ASU Karsten Golf Course
- 33°25′41″N 111°55′19″W﻿ / ﻿33.428°N 111.922°W

Club information
- Location: 1125 E. Rio Salado Parkway Tempe, Arizona
- Established: 1989; 37 years ago
- Type: Public
- Owner: Arizona State University
- Tota holes: 18
- Website: asukarsten.com
- Designed by: Pete Dye
- Par: 70
- Length: 7,057 yards (6,453 m)
- Course rating: 73.8
- Slope rating: 131

= Karsten Golf Course =

Golf course in Tempe, Arizona

ASU Karsten Golf Course was a classic designed links-style golf course in Tempe, Arizona, located on the campus of Arizona State University. Designed by noted course architect Pete Dye, it opened for play in September 1989 and was the home venue of the Sun Devils golf teams.
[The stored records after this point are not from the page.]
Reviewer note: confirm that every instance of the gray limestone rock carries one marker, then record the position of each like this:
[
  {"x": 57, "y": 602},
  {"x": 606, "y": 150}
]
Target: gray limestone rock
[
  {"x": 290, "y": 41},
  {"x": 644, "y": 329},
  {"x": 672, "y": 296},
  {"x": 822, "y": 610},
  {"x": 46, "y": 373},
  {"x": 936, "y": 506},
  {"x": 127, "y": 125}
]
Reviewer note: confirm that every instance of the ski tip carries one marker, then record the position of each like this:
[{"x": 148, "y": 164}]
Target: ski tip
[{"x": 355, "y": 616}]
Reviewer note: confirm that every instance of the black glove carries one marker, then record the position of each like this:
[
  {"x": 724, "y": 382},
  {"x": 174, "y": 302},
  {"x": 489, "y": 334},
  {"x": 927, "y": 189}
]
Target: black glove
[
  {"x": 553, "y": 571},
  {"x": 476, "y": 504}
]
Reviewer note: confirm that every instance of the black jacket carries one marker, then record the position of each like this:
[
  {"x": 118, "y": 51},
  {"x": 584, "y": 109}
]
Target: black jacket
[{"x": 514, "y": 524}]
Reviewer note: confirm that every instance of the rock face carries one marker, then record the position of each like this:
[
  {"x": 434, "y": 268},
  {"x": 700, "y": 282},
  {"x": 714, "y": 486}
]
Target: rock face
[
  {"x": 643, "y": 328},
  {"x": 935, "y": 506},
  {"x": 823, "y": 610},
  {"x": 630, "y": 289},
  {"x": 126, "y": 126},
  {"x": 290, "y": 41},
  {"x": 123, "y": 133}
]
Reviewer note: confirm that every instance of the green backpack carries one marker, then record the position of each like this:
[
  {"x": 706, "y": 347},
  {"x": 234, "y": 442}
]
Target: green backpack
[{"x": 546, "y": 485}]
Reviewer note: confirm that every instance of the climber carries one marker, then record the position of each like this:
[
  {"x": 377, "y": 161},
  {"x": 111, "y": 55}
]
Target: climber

Karsten Golf Course closed on May 5, 2019, in order to be developed into sports fields. ASU moved their golf course to the nearby Papago Golf Course after striking a 30-year management agreement with the City of Phoenix, Papago's owner.

==Creation==
Privately funded, the largest single contributor was Karsten Solheim (1911–2000), the founder of Phoenix-based PING golf clubs. The clubhouse and ASU players' facility
were completed in November 1994. It was located at the northeast edge of campus, east of Sun Devil Stadium. The elevation of the course is approximately 1150 ft above sea level.

==History==
The course was considered to many as the Home of Champions, referring to ASU's strong collegiate golf program's national titles; twice in men's (1990 and 1996) and seven times in women's (1990, 1993, 1994, 1995, 1997, 1998, 2009). Alumni among PGA and LPGA Tour professionals include Phil Mickelson, Jon Rahm, Billy Mayfair, Paul Casey, Howard Twitty, Tom Purtzer, Pat Perez, Matt Jones, Chez Reavie, JoAnne Carner, Heather Farr, Grace Park, Azahara Muñoz, Anna Nordqvist, and Carlota Ciganda.

Awarded a high 4½ rating by Golf Digest Rating Panel, a number of holes were considered the course’s signature hole. The short par-four 4th hole, the tough par-four 9th, the dauntingly long par-three 16th (248 yd from the tips) or the ill humor par-four 18th, guarded by water down the left side, was considered one of the toughest finishing holes in the state. The course hosted tournaments, including the collegiate Men’s and Women’s Pac-10 and NCAA Championships, Phoenix Thunderbirds Collegiate Invitational, PING Invitational, and U.S. Open Qualifying.